The kinetics of change in the MRI parameters during the damage and repair phases in dystrophic muscles demonstrates that MRI can be used to distinguish the temporal changes between these processes. The changes observed in dystrophic skeletal muscles demonstrate MRI parameters may be used to track the disease progression and future treatment options.


This project was supported by grants from the MDA 312455 (D.L), NIH R01CA188654 (D.L), NIH R01AR40864 (J.S.C).


1. Bushby, K., et al., Diagnosis and management of Duchenne muscular dystrophy, part 1: diagnosis, and pharmacological and psychosocial management. Lancet Neurol, 2010. 9(1): p. 77-93.

2. Hoffman, E.P., et al., Dystrophin: the protein product of the Duchenne muscular dystrophy locus. Cell, 1987. 51(6):p.919-28.

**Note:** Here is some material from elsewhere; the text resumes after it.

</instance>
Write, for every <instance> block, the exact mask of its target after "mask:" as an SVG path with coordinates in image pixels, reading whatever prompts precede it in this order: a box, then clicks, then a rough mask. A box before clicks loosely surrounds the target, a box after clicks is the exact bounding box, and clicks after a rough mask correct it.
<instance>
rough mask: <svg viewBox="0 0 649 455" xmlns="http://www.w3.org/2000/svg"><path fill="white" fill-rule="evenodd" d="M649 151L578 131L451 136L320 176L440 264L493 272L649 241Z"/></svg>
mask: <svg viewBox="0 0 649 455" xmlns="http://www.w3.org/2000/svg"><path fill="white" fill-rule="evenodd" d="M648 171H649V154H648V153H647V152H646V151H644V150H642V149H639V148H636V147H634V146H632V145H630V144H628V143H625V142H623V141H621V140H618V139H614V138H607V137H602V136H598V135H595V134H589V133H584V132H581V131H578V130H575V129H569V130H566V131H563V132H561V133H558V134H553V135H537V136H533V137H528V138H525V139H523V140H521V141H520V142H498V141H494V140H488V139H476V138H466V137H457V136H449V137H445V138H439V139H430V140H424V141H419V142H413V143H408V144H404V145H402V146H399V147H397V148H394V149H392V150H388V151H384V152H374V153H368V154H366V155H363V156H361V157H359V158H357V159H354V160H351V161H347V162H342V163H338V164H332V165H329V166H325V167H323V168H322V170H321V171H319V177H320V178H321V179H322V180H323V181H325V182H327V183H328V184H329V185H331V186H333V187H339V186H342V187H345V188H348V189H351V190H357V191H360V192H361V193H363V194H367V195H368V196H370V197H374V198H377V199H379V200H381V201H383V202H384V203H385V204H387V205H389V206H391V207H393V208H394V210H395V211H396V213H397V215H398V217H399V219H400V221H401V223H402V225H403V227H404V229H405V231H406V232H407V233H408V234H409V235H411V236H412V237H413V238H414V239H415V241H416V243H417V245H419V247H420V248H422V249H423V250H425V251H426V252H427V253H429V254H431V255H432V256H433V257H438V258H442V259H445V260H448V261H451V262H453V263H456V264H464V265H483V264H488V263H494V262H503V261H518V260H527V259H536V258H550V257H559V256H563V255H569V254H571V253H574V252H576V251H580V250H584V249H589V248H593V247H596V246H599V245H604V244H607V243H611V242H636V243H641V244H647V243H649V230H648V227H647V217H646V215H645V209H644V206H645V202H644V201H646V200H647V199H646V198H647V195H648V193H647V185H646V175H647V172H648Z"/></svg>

3. Feng,S., et al., Multiparameter MRI analysis of the time course of induced muscle damage and regeneration. J Magn Reson Imaging, 2014. 404(4):p.779-88.

4. Vohra RS., et al.,Magnetic Resonance ImagingMonitoring of Disease Progression in mdx mice on different genetic backgrounds. American journal of Pathology. 2017; 187(9):2060-70.

5. McDaniel JD., et al., magnetization transfer imaging of skeletal muscle in autosomal recessive limb girdle muscular dystrophy. J Comput Assist Tomogr 1999; 23:609-614.


Figure 1: Time course changes of T2 (row 1), and MTR (row 2) in quantified images for a single mouse. Colorized maps were overlaid on their corresponding anatomic images. All parameter values were scaled absolutely.

Figure 2: Mean muscle T2 and MTR values in injected and non-injected TA over course of 21 days.

Figure 3: Data were averaged and fitted separately for rising and declining phases for injected and non-injected muscle for both T2 and MTR.